All seven luxury brands that appeared on last year’s list saw their brand values rise this year, with Burberry posting a whopping 20% gain – the fifth biggest gain in all of the 100 brands on the list. Louis Vuitton came in at No. 18 with a brand value of $23.2 billion, followed by Gucci (No. 39, $8.8 billion), Hermes (No. 66, $5.4 billion), Cartier (No. 70, $4.8 billion), Tiffany (No. 73, $4.5 billion), Armani (No. 93, $3.8 billion) and Burberry (No. 95, $3.7 billion).
Interbrand derives its results each year using three key components: financial performance, role of brand and brand strength. Without getting into the nitty-gritty details, “financial performance” is determined by analyzing how much of a company’s earnings a brand generates, “role of brand” is a measure of how important a brand is in customer purchasing decisions (i.e. – if a customer buys a BMW, how much of his decision was based on the fact that the car is a BMW) and “brand strength” refers to a measure of 10 internal and external factors that range from how protected a brand is in legal terms to its reputation amongst customers in both traditional and social media. At the end of the day, the final dollar figure that determines the ranking represents how valuable a brand is as an asset within an organization.
If your head’s spinning, don’t worry – the report is intended mainly for the CEOs, CFOs and CMOs of the world, though consumers generally take interest because it involves the brands they buy everyday, says Jez Frampton, Interbrand’s global chief executive officer.
Frampton says luxury’s strength this year is the result of a number of factors, not the least of which was a conscious effort by the brands to leverage themselves as trusted names amid the global economic turmoil. Frampton explains that luxury brands have fared well during the recession because consumers have grown increasingly drawn to authenticity – and for companies in the luxury arena, authenticity is in their DNA.
“If you have a very distinctive offering…people are still prepared to pay for it, even if you might be in a downturn,” he says.
Frampton says luxury brands have put a lot of emphasis on differentiating themselves and engaging customers. He says Burberry has devoted particular attention to its digital presence, creating a unique user experience on its website and also introducing a service for customers who want to create their own customized Burberry wear. He notes that this sort of differentiation is especially important in the luxury world, where “brand” tends to represent a heavier role in consumers’ purchasing decisions.

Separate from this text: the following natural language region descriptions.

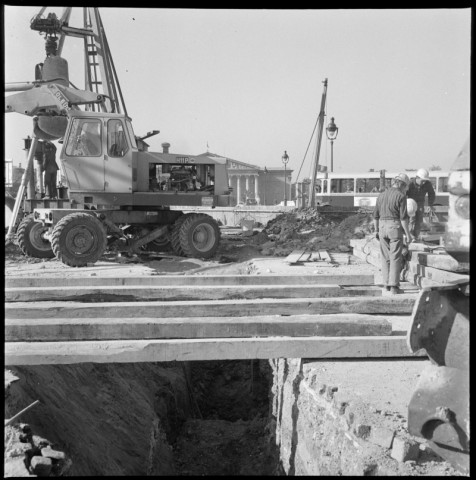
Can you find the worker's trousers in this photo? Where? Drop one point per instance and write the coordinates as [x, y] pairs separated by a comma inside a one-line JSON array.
[[391, 246], [415, 222]]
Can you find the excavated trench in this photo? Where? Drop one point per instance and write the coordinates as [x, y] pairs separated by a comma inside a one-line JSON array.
[[177, 418]]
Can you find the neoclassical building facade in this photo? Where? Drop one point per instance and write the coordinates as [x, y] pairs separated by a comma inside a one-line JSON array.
[[253, 185]]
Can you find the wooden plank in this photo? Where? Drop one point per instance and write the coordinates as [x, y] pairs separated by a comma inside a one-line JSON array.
[[66, 329], [181, 280], [132, 293], [434, 274], [121, 351], [315, 257], [304, 257], [442, 262], [325, 256], [364, 243], [398, 304], [294, 256]]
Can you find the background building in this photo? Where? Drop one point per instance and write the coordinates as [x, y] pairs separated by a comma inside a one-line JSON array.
[[253, 185]]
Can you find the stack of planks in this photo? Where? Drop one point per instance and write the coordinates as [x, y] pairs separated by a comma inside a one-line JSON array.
[[187, 318], [426, 266]]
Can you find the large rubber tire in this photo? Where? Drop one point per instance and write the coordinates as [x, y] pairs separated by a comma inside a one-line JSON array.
[[175, 234], [78, 239], [199, 236], [31, 241]]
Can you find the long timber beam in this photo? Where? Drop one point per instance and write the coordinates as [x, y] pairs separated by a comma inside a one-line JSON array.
[[132, 293], [200, 280], [398, 304], [119, 351], [71, 329]]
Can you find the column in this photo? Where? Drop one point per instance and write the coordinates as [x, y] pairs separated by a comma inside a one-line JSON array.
[[238, 189]]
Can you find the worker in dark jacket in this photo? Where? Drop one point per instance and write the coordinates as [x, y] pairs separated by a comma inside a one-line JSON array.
[[391, 221], [51, 168], [417, 190]]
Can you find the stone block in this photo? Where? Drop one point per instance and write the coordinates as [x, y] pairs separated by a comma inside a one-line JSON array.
[[382, 436], [15, 467], [19, 449], [362, 431], [54, 454], [405, 449], [41, 466]]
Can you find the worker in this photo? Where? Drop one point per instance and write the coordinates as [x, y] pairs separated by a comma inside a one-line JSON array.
[[50, 168], [391, 221], [417, 190]]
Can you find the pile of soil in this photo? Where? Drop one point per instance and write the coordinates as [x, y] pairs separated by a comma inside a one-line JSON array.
[[308, 229]]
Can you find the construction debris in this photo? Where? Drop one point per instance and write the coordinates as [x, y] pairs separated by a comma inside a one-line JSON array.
[[312, 231]]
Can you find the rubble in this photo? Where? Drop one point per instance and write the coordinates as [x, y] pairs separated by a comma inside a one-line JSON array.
[[310, 229]]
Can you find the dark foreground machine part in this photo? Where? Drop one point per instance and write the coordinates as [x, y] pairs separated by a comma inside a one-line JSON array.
[[439, 408]]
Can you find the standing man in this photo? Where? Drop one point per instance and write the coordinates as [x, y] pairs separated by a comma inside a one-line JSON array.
[[417, 191], [51, 168], [391, 221]]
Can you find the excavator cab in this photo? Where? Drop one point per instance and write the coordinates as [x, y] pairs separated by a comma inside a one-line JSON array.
[[97, 153], [439, 408]]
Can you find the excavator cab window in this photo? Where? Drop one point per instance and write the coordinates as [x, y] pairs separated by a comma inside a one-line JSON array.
[[116, 139], [85, 138]]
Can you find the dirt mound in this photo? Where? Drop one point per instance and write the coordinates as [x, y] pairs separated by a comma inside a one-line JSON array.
[[308, 229]]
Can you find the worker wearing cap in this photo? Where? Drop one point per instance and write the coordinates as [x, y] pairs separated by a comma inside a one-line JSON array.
[[417, 190], [391, 222]]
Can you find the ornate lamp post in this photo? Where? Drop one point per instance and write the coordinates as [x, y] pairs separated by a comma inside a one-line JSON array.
[[285, 159], [331, 132]]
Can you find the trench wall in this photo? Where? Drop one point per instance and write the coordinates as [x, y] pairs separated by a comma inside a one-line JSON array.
[[323, 429]]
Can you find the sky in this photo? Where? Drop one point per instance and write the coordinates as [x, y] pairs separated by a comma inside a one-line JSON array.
[[247, 84]]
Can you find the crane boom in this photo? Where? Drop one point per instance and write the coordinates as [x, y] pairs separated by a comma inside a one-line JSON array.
[[312, 193]]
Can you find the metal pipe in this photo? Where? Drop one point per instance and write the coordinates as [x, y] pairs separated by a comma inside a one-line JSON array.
[[10, 235]]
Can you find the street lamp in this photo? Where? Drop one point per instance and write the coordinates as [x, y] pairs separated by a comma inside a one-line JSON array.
[[285, 159], [332, 132]]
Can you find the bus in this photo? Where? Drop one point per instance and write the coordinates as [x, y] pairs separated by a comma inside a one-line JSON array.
[[361, 189]]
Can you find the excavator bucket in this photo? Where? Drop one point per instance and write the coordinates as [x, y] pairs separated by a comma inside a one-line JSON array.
[[439, 408]]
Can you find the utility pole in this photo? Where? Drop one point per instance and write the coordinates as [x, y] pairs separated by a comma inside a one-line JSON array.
[[312, 193]]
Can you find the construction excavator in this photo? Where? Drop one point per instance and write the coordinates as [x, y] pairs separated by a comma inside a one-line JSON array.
[[117, 191], [439, 408]]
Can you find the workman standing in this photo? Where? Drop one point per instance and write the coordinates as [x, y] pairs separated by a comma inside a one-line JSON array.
[[391, 222], [50, 168], [417, 190]]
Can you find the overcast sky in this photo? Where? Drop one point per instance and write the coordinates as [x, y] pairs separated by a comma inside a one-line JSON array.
[[249, 82]]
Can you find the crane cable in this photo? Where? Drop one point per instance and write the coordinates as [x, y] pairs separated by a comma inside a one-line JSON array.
[[315, 125]]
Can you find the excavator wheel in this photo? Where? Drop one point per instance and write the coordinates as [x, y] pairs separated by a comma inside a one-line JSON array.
[[31, 240], [78, 239], [175, 235], [199, 236]]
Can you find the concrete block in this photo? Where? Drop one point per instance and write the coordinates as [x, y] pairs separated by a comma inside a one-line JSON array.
[[41, 466], [405, 449], [19, 449], [54, 454], [362, 431], [382, 436], [349, 417], [15, 467]]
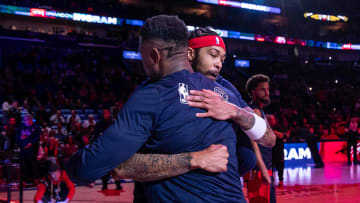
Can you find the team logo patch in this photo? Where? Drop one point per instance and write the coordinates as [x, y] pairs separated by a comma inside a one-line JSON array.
[[217, 40], [183, 90], [222, 93]]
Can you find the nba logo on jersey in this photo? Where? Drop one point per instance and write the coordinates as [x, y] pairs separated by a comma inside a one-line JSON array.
[[222, 93], [183, 92]]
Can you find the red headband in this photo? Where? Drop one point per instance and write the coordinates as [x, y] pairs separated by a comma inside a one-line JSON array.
[[205, 41]]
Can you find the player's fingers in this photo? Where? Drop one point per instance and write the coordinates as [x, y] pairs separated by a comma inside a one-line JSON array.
[[201, 105], [197, 93], [203, 115], [196, 98]]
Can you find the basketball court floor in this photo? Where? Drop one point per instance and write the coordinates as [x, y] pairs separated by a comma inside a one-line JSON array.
[[336, 182]]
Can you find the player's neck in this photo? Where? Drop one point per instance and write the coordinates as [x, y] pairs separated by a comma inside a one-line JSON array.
[[177, 65]]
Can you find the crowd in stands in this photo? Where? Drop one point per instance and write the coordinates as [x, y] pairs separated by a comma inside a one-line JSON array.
[[293, 25], [68, 91]]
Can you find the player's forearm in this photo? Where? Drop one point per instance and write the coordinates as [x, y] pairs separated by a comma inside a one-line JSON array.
[[246, 120], [259, 161], [153, 167]]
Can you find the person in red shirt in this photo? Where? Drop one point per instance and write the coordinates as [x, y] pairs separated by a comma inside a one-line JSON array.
[[56, 187]]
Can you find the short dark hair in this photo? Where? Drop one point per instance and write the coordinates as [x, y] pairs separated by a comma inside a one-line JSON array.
[[254, 80], [201, 32], [166, 28]]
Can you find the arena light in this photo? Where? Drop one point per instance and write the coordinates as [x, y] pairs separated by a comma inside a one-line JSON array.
[[242, 63], [131, 55], [37, 12], [94, 18], [249, 6], [325, 17], [280, 40]]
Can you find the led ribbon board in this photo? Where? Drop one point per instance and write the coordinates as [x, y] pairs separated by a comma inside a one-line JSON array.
[[324, 17], [249, 6], [83, 17]]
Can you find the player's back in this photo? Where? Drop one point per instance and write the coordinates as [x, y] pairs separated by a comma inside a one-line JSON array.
[[177, 130]]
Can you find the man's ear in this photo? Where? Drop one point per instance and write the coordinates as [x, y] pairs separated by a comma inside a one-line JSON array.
[[191, 54], [155, 56]]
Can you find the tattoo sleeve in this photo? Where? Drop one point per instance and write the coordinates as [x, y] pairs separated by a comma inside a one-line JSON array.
[[153, 167], [246, 121]]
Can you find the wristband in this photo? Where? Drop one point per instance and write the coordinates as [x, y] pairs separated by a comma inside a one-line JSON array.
[[258, 129]]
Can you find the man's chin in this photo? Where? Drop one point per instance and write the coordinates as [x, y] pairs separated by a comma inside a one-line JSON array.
[[211, 77], [266, 101]]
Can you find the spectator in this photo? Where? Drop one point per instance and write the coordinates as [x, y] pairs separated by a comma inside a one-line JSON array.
[[56, 186]]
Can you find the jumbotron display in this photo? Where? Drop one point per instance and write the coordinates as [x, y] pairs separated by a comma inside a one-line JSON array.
[[89, 18], [324, 17], [249, 6]]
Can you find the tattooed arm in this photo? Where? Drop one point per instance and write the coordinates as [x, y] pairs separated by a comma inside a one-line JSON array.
[[220, 109], [152, 167], [246, 121]]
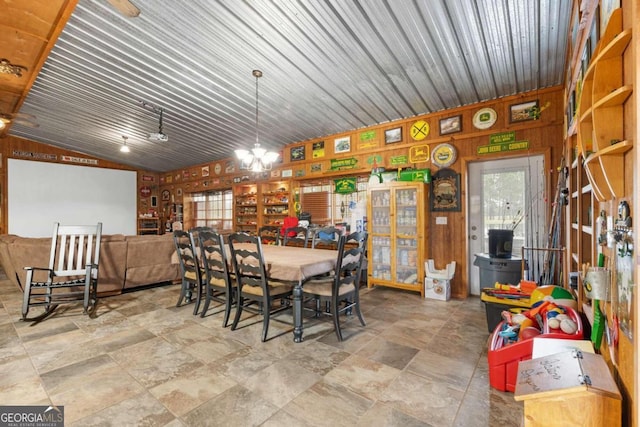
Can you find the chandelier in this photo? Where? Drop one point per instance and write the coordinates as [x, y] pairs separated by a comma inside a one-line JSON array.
[[258, 159]]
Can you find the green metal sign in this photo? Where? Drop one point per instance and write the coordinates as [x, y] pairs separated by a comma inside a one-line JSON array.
[[399, 160], [339, 164], [502, 138], [415, 175], [345, 185], [499, 148]]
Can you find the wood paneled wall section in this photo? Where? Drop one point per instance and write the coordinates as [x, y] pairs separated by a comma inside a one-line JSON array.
[[446, 243]]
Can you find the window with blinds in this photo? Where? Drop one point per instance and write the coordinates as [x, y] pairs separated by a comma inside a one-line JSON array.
[[213, 209], [326, 207]]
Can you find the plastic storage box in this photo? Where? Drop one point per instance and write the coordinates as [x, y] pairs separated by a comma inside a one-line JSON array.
[[494, 307], [504, 358], [501, 270]]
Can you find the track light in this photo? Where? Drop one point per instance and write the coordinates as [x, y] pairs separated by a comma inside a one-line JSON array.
[[124, 148]]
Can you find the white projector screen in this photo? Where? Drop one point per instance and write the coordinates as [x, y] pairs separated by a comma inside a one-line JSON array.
[[41, 193]]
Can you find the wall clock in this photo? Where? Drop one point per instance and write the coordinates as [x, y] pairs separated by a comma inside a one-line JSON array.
[[484, 118], [419, 130], [443, 155]]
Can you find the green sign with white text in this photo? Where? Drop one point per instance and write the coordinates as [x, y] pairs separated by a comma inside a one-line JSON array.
[[399, 160], [500, 148], [503, 137], [345, 185], [339, 164]]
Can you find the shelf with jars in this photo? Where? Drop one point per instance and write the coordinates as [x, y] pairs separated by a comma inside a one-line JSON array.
[[275, 197], [246, 208]]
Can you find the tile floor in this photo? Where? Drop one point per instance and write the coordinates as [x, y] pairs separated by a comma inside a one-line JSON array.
[[143, 361]]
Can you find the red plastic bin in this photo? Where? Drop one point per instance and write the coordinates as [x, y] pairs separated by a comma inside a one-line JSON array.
[[503, 358]]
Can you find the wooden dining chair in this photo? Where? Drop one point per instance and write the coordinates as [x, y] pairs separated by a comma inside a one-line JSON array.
[[341, 290], [193, 276], [72, 273], [296, 236], [269, 234], [218, 285], [252, 284], [326, 238]]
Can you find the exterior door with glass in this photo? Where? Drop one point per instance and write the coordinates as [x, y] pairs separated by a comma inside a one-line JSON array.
[[505, 194]]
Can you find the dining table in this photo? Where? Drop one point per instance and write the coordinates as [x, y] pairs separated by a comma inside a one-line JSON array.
[[297, 265]]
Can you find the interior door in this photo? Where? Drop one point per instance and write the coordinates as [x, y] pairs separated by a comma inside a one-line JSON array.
[[505, 194]]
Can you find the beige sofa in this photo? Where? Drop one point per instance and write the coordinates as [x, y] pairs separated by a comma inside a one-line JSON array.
[[126, 262]]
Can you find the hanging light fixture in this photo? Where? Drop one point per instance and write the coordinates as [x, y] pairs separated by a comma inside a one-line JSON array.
[[124, 148], [258, 159]]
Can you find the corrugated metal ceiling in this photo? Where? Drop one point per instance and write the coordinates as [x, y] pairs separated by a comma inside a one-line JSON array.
[[329, 66]]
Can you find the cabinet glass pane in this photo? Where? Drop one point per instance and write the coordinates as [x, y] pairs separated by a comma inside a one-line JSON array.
[[381, 257], [407, 260], [406, 213], [381, 208]]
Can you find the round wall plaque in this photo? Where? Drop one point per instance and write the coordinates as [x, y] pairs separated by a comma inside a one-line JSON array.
[[485, 118], [443, 155]]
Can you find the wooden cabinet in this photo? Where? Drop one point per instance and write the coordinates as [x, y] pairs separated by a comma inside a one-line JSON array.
[[149, 225], [601, 137], [397, 235], [568, 388], [275, 197], [246, 207]]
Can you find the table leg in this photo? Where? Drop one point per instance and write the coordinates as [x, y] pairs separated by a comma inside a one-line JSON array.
[[297, 312]]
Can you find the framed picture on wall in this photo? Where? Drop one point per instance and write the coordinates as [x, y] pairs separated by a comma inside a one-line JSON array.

Of course, the main reason luxury brands have seen such strong performance this year is demand from China. China’s appetite for luxury goods has been insatiable, and businesses across the whole spectrum of luxury have benefited.
However, concerns emerging in the last few months that China’s economic growth is slowing has worried retailers. Just last week, shares of Coach, Tiffany and Ralph Lauren plummeted as fresh data on China’s manufacturing activity fanned worries that its growth won’t be sustained.
But Frampton isn’t worried, arguing that even if China’s overall gross domestic product does sputter, the percentage of luxury consumers is very small relative to the rest of population and it’s unlikely those customers aren’t just going to stop spending.
“If the luxury sector constituted all of Chinese GDP spend, then I think these luxury companies would have something to worry about,” he said.